Croatia will adopt the euro on January 1, 2023. Bulgaria’s hopes of doing likewise in 2024 look increasingly slim, however.
Challenging conditions mean that only limited progress has been made by non-euro EU members on economic convergence with the euro area since 2020, according to the European Central Bank.
The bank, which on June 1 published its biennial report assessing the progress of seven non-euro area EU members (six of which are in emerging Europe: Bulgaria, Croatia, Czechia, Hungary, Poland, Romania; the seventh is Sweden) did however give the green light for Croatia to adopt the euro on January 1, 2023.
The European Commission – in its own, complementary assessment – also found that Croatia fulfils the four nominal convergence criteria.
While the European Parliament, as well as the leaders of the bloc’s 27 member states, will still have to approve Croatia’s euro membership, the ECB and Commission’s positive assessment make the process a formality.
Last week, Croatian MPs approved a law that paves the way for the introduction of the euro currency next year. The country will be the 20th to adopt the single currency, and the first since Lithuania in 2015.

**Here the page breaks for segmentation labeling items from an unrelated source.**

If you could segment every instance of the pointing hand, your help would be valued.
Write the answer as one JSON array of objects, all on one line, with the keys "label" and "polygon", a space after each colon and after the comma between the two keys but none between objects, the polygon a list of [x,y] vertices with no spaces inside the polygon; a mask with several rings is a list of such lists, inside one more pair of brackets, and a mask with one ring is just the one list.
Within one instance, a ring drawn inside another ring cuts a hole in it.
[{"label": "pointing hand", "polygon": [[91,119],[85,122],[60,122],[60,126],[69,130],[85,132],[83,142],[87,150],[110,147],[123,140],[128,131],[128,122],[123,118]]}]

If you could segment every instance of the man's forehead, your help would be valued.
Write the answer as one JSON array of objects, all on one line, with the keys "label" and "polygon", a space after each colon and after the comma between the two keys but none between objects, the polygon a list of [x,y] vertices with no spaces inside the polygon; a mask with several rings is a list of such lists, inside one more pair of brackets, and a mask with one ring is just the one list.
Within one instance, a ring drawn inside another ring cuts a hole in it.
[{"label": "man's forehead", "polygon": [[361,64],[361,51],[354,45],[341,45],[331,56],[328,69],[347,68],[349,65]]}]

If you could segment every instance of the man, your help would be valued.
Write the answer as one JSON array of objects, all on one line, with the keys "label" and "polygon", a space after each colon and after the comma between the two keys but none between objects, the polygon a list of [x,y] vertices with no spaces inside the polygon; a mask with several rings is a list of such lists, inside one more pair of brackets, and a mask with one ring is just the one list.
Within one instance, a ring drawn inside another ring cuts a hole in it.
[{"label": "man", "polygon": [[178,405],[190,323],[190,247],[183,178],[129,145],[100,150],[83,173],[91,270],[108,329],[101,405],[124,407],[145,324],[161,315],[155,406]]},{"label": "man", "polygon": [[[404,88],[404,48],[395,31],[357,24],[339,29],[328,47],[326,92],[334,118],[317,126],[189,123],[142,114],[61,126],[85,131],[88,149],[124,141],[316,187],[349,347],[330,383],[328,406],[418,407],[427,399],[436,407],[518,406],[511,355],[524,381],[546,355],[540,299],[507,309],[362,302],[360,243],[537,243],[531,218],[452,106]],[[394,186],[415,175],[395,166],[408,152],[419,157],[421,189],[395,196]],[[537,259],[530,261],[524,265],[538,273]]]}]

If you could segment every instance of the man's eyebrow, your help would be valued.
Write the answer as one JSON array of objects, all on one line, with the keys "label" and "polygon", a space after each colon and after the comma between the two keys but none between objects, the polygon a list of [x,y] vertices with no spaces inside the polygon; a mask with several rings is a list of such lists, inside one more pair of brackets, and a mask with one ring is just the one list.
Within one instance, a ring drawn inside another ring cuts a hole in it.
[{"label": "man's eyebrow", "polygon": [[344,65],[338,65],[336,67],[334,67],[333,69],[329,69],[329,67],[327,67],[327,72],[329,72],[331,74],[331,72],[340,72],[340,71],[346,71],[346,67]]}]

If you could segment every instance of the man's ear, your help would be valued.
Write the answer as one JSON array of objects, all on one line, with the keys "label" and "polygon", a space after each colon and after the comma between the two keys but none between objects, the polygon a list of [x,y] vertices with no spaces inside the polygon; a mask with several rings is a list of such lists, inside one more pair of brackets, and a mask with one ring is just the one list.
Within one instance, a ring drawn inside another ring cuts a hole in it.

Croatia, along with Bulgaria, has been part of the European Exchange Rate Mechanism II since 2020, a system for managing exchange rate fluctuations and smoothing the path of entry into the single currency, which includes ECB supervision of their main banks.
In April 2022 the 12-month average rate of HICP inflation in Croatia was 4.7 per cent, below the reference value of 4.9 per cent for the criterion on price stability, while the country’s general government budget balance was just below the three per cent deficit threshold in 2021. Its debt ratio was above the 60 per cent reference value, but on a downward trajectory.
“Today marks a historic milestone on Croatia’s European journey, reflecting the determined efforts the Croatian authorities have made to meet the criteria for entry into the euro area,” said Paolo Gentiloni, Europe’s economy commissioner. “The Croatian people can now look forward to joining more than 340 million citizens already using the euro as their currency, a rock of stability in these turbulent times.”
Zdravko Marić, Croatia’s finance minister, welcomed the assessments of the ECB and Commission, and said that euro membership would further integrate Croatia’s economy “with the most developed group of countries in the world”.